Using E. coli to Detect Water Contamination
E. coli has often had a negative association because of contaminated food. However, the bacterium is also a workhorse in biotechnology, serving as a cell factory for biofuels and pharamceuticals.
Now more than ever, we are seeing people all over the world struggle to find clean, safe water. Many people live their lives not knowing that their water contains unsafe levels of metal contaminants. That’s why my team and I set out to discover how E.coli could be used to detect metal contamination.
Through our study, we used a machine-learning analysis of the optical spectra of metabolites released from E. Coli in response to chromium and arsenic exposure. We were able to not only detect metals in lower concentrations but deduce the type and amount with higher than 96% accuracy.
This entire process is easy and effective and the sensors can be manufacturered at a low-cost. It also has the capacity to spot metal toxins such as lead and mercury below regulatory limits.
Our research shows how important it is to find innovative ways to safeguard our water.
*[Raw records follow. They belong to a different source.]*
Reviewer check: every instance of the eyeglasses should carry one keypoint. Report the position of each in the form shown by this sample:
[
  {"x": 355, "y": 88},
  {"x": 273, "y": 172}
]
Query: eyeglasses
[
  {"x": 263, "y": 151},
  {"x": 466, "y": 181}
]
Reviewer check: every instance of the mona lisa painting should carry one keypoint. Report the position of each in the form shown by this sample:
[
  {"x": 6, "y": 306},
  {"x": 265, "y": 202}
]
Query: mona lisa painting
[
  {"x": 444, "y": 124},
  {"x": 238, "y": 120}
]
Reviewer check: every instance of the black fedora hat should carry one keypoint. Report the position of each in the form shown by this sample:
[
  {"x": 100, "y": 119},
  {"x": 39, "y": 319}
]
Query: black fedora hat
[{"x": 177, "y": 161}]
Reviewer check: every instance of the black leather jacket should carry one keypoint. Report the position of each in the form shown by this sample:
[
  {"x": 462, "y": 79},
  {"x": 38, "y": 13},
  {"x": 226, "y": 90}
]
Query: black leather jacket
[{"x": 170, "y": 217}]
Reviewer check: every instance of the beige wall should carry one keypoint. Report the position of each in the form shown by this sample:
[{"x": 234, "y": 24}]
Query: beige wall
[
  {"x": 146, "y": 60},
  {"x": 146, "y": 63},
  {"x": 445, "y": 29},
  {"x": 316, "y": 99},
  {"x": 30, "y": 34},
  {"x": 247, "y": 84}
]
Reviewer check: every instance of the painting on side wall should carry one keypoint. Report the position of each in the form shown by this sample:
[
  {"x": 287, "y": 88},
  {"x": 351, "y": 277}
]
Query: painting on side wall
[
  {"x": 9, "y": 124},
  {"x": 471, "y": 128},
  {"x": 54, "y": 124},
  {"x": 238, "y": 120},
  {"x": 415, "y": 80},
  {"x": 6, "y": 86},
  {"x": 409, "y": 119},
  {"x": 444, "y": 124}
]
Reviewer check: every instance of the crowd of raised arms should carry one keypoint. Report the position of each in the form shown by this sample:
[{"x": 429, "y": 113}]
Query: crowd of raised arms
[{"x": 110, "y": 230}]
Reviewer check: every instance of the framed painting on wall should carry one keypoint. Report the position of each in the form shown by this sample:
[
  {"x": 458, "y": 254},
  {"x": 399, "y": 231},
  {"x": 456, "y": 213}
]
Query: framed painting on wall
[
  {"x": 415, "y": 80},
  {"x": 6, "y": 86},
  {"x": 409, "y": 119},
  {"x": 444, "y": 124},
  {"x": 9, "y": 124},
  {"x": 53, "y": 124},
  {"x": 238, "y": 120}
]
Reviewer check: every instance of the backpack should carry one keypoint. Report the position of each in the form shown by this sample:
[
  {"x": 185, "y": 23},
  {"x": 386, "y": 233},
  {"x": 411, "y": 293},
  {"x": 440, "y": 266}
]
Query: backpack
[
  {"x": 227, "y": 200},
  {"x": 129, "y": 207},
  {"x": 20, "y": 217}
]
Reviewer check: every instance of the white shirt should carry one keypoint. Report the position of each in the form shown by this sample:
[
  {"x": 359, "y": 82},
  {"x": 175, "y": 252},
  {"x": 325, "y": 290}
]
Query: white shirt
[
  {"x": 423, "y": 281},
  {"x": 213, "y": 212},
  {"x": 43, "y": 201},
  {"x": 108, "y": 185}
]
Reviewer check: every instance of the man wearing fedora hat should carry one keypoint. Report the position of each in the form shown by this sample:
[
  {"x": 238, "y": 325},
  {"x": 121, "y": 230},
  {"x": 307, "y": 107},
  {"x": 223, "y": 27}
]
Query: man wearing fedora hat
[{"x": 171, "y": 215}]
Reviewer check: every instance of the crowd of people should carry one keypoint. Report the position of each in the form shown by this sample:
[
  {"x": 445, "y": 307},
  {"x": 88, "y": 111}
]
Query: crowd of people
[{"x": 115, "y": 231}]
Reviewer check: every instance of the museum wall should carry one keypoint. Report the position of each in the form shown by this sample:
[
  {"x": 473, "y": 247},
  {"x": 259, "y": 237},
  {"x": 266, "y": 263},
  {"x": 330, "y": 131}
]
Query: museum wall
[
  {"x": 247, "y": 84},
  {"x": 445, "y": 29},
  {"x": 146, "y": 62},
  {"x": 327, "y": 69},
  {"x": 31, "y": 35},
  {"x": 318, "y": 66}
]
Thanks to the trained algorithm we used, we’re able to test unseen tap water and wastewater samples at a much faster speed, around 10 minutes. It allowed us to determine if the water was within the U.S. Environmental Protection Agency and World Health Organization’s recommend limits for each contaminant.
This is a great sign that with this type of technology, more people will be able to test their water sources and supplies anywhere in the world. We hope that with research like ours, we’ll be one step closer to finding the solution for water security.